Hillbilly Elegy sold more than 414,000 copies at BookScan outlets in 2016, making it one of the top 25 adult bestsellers of the year and catapulting Vance—at the time a prominent public critic of Trump—into the talking head stratosphere. (Following an about-face on Trump, Vance ran for office in 2022 with the former president's endorsement, and began his term in the U.S. Senate last year.) And Vance's book had legs—it was one of the longest-running bestsellers on PW’s adult nonfiction list in 2017, and was the top-selling nonfiction e-book and audiobook in the iBooks store that year. It was adapted for film in 2020.

Meanwhile, the sales impact of President Joe Biden’s July 21 decision to drop out of the 2024 presidential race, leaving Vice President Kamala Harris the presumptive Democratic nominee for president, is yet to be directly quantifiable. BookScan numbers for the current week will not be available for another week or so, and Penguin Random House, whose imprints Penguin Press and Philomel Books publish Harris’s books, does not share its sales numbers. In any case, it’s too early to tell just how much competition Harris’s titles will offer.

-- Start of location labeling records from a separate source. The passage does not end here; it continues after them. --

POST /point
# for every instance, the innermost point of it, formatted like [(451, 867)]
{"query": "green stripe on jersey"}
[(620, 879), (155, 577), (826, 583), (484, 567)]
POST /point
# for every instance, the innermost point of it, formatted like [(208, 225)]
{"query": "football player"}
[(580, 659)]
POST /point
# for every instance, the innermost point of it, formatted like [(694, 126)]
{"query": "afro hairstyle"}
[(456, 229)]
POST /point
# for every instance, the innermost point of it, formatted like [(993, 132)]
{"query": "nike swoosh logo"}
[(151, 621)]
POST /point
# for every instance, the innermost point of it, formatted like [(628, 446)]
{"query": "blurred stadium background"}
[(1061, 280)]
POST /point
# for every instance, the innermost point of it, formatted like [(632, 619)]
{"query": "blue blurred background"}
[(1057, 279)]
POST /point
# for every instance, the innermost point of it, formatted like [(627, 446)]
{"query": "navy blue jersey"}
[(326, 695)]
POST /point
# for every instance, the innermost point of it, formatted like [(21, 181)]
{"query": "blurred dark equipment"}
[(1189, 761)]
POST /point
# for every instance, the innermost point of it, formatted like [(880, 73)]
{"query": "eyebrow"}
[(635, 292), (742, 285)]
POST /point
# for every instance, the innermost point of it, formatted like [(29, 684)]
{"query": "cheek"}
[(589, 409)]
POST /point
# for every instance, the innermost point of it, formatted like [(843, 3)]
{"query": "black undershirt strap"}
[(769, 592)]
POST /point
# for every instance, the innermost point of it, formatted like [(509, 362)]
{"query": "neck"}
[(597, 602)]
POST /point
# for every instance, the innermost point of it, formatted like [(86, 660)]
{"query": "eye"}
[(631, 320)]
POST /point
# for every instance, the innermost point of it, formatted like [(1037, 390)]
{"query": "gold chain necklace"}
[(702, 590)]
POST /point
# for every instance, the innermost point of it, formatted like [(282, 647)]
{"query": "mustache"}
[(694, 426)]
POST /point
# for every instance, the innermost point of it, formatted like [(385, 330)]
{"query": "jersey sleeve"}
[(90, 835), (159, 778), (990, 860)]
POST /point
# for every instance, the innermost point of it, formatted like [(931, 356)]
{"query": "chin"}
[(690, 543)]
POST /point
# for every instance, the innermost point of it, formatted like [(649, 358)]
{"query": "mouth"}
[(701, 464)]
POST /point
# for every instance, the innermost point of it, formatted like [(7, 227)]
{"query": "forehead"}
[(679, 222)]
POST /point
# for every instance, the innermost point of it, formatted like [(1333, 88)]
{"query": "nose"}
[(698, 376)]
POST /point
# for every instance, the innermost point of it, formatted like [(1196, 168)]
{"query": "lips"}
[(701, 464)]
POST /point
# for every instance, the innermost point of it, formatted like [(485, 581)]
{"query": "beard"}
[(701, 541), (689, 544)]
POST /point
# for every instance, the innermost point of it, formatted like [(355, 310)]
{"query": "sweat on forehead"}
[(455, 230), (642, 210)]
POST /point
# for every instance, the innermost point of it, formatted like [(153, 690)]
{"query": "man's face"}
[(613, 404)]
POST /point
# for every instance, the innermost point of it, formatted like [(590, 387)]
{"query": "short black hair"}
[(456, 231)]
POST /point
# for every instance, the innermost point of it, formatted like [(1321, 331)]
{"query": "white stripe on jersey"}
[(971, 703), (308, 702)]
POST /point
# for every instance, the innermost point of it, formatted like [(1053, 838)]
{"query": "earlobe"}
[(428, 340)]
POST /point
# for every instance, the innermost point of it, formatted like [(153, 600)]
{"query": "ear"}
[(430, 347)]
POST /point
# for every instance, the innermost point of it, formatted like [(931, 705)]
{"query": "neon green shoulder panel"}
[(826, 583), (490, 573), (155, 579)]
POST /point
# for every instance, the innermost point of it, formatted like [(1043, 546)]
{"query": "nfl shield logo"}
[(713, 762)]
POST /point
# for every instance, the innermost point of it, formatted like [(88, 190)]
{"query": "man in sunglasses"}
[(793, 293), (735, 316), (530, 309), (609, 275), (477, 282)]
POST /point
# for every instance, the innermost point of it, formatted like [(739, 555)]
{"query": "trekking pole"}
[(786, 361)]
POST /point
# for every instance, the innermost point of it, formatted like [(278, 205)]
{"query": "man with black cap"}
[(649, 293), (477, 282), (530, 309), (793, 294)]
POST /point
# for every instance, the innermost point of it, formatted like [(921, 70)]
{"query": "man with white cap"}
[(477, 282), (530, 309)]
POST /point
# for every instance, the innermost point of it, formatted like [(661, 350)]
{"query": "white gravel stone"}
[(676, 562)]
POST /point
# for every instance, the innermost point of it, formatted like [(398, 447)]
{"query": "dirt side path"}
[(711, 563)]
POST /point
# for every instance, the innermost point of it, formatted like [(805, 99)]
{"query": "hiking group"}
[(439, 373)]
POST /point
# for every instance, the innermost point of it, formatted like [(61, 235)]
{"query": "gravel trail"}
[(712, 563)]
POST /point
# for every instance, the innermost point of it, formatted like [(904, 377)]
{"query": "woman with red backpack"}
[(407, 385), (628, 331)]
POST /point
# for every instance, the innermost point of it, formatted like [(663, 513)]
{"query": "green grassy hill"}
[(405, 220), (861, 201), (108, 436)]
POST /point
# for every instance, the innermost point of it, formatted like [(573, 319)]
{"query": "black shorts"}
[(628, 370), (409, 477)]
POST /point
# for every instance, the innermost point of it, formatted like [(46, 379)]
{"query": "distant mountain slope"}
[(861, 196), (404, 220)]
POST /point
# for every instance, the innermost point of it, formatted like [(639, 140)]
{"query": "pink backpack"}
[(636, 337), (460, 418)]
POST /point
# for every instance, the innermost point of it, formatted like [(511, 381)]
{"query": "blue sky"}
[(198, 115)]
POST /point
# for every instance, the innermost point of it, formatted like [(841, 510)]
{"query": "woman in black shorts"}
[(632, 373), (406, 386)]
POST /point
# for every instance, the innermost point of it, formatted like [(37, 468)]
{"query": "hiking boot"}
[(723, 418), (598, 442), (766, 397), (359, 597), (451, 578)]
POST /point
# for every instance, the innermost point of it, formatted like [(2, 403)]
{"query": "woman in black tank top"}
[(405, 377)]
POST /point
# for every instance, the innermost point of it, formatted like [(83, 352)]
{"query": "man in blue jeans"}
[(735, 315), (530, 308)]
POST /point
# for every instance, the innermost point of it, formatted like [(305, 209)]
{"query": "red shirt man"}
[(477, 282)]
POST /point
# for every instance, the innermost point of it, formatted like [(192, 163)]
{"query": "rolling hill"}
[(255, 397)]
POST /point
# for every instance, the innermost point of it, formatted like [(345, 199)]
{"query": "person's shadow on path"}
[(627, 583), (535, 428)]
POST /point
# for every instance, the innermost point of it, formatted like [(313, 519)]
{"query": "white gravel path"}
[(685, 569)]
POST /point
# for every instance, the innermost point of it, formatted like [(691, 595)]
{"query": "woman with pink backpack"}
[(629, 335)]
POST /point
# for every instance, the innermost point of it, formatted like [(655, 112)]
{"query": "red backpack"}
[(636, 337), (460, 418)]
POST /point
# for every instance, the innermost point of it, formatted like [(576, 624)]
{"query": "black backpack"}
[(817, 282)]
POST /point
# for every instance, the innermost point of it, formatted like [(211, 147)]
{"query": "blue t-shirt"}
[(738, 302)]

Still, a representative of Penguin said that the imprint “saw a huge surge in demand for The Truths We Hold when Biden announced he was ending his campaign.” The representative told PW that Penguin “immediately went back to press, for both the hardcover and paperback editions, and though some retailers are currently out of stock, we expect that won’t be the case for long.”

A representative of Philomel said similarly of the children’s books by Harris it publishes, the young readers edition of Truths and the picture book Superheroes Are Everywhere. “Following President Biden’s endorsement of Vice President Harris, we have seen an increase in demand across accounts and consumers,” as well as an increased demand for the Who HQ biography series title Who is Kamala Harris? The imprint has gone back to print on The Truths We Hold young readers edition and Who is Kamala Harris?, the representative said.